Mike Ashley has blamed “greedy landlords” for the closure of three House of Fraser stores in Edinburgh, Hull and Swindon after rent negotiation talks failed.

Hundreds of staff are now in redundancy consultation.

Sports Direct tycoon Ashley bought the department store chain out of administration for £90m in August and said at the time he was hopeful that most of the 59 stores, including 31 earmarked for closure under previous management, would stay open.

Following talks with landlords, 15 stores which had been set to close will now stay open, including the London Oxford Street flagship. Ashley has also come to new rent arrangements on an additional five stores.

One more store, in Bath, is still at risk of closure, as Ashley negotiates with landlords and the council.

Ashley said: “I am disappointed that in my opinion a small number of greedy landlords still refuse to be reasonable.

“We’ve showed what we can achieve on the British high street when we work together with landlords. I would like to thank those landlords who have helped us to rescue approximately 3,500 jobs at the stores we have saved to date.”

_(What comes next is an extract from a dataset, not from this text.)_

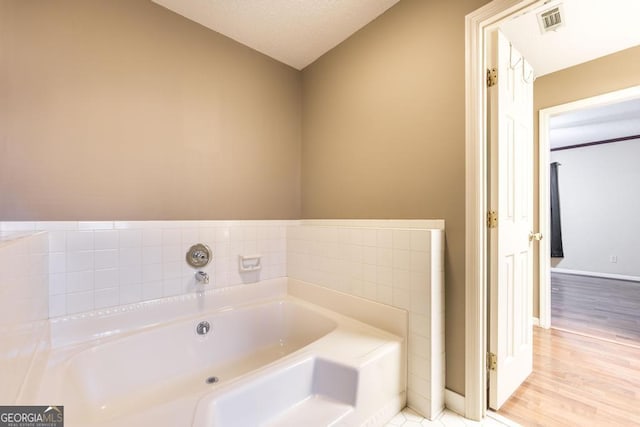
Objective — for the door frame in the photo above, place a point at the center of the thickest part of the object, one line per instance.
(544, 151)
(478, 24)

The British Property Federation defended landlords.

Chief executive Melanie Leech said: “What has been taking place is negotiations between House of Fraser and its landlords – a two-party process – where each party will have its own interests and one party simply can’t cry ‘unfair’ in the media when it doesn’t get what it wants.”

She added that many landlords work on behalf of pension funds and investors and were not motivated by “greed”.

She said: “There will be a range of factors to consider on a store-by-store basis but what property owners won’t be doing is simply leaving stores empty for the sake of it; that would be in no-one’s interests.”